Yes. So I've been also really interested in immuno-oncology. So we share that. I've obviously worked on some of the PD-L1 inhibitors in my background. So we were always really excited about immuno-oncology and then somewhat sobered about the opportunities. I do think we understand much more now about the underlying mechanisms. We have a few additional approaches in our portfolio. For example, there's an IL-18 binding protein approach. There's also some other checkpoints we're looking at. I think the most interesting one scientifically that I can speak about is a CCR8 antibody that we have now that is addressing regulatory T cells and is actually eliminating regulatory T cells. And for the first time, with that approach, we actually see monotherapy activity with a target on regulatory T cells.

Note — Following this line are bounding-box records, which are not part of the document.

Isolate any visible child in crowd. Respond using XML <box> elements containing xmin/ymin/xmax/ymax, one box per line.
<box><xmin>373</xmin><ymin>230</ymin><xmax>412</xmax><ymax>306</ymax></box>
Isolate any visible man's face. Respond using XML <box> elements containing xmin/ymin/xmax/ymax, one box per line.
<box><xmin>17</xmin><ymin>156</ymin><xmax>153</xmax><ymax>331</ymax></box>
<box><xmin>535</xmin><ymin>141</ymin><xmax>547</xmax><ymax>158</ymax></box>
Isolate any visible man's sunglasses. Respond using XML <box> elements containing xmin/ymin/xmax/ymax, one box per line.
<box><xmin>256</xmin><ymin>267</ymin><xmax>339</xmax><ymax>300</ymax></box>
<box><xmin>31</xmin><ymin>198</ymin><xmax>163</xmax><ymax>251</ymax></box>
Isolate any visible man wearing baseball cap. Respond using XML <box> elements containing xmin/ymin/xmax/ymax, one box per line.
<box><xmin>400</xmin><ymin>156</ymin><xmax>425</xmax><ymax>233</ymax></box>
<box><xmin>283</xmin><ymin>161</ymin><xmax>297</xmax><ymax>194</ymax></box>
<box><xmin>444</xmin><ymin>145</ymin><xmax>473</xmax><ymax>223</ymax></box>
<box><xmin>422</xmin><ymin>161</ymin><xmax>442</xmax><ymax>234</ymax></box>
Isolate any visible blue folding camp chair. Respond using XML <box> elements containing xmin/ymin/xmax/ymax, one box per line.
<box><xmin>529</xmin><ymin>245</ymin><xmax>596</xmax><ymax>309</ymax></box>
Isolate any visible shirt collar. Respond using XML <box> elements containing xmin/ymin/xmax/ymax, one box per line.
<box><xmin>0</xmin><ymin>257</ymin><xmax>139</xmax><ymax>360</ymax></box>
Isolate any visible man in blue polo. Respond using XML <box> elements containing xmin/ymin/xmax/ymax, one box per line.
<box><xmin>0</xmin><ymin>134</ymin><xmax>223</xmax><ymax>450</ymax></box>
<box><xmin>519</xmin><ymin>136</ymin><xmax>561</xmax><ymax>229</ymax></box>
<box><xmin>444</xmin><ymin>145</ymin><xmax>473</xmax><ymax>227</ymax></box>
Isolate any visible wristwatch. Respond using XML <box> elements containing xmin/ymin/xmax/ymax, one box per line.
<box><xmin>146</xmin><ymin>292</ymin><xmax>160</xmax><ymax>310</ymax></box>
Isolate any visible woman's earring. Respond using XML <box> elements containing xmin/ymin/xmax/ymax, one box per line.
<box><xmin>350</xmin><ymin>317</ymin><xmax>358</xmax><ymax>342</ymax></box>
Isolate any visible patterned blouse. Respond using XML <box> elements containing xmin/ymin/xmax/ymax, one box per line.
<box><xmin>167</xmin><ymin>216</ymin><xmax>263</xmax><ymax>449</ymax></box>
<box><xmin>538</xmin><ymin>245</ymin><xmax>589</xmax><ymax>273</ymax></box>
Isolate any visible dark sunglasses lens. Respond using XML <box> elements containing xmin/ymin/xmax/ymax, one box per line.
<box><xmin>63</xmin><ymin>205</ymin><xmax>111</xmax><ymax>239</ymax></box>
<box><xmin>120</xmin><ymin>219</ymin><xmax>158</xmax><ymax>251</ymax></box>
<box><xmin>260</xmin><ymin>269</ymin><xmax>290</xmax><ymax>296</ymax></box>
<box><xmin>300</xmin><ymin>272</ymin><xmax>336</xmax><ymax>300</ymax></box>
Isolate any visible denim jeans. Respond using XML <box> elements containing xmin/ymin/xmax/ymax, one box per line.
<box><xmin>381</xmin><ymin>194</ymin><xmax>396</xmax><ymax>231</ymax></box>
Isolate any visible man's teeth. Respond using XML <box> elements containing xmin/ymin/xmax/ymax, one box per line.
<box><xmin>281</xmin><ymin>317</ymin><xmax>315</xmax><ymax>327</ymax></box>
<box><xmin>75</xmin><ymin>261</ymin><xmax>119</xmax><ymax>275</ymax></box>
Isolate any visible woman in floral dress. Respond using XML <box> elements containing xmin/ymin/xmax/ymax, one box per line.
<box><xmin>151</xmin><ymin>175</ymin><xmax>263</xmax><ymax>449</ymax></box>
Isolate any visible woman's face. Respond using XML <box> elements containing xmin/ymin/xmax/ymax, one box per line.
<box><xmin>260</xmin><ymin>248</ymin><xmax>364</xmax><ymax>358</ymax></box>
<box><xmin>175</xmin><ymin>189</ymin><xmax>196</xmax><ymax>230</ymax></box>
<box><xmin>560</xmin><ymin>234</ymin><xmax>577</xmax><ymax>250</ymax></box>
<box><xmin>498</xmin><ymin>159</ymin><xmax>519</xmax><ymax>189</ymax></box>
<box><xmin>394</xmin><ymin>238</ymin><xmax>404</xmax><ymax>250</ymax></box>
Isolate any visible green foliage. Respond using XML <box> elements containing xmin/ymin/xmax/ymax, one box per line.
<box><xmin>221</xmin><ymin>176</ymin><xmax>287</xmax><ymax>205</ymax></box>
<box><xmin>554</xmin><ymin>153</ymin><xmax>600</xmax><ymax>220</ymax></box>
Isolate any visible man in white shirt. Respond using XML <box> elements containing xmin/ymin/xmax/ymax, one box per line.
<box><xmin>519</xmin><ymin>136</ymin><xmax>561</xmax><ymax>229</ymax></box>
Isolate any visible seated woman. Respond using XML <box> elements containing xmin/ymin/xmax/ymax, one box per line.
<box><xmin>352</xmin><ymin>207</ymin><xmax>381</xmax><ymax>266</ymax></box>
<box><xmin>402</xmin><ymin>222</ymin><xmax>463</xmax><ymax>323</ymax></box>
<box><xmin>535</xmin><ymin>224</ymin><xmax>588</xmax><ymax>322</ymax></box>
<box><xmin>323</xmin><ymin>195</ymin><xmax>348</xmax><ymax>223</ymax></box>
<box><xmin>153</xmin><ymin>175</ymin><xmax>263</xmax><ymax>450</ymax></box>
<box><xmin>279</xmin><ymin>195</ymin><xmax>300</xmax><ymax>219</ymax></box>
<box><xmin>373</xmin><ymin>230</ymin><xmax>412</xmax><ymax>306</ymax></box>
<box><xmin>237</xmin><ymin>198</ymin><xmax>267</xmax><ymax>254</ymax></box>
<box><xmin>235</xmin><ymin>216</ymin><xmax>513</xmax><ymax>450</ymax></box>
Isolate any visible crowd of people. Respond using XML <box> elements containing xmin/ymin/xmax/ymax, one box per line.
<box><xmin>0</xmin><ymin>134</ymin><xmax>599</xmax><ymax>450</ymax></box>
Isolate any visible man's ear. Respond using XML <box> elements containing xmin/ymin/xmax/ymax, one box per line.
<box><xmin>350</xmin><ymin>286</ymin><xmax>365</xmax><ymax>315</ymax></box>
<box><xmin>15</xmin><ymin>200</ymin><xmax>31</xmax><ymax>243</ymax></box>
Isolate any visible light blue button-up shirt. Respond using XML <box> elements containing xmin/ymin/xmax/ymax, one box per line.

So we think that's another area that we would like to explore further. But it's early days. And I do want to point out that, yes, immuno-oncology plays a role, but we're also really interested in additional ADCs, in additional direct tumor targeting and cytotoxic approaches. So we'll see -- you'll see a broader and more balanced oncology portfolio in Gilead.

That's great. And that's perfect timing. So thank you very much. I appreciate it and appreciate everybody's attention.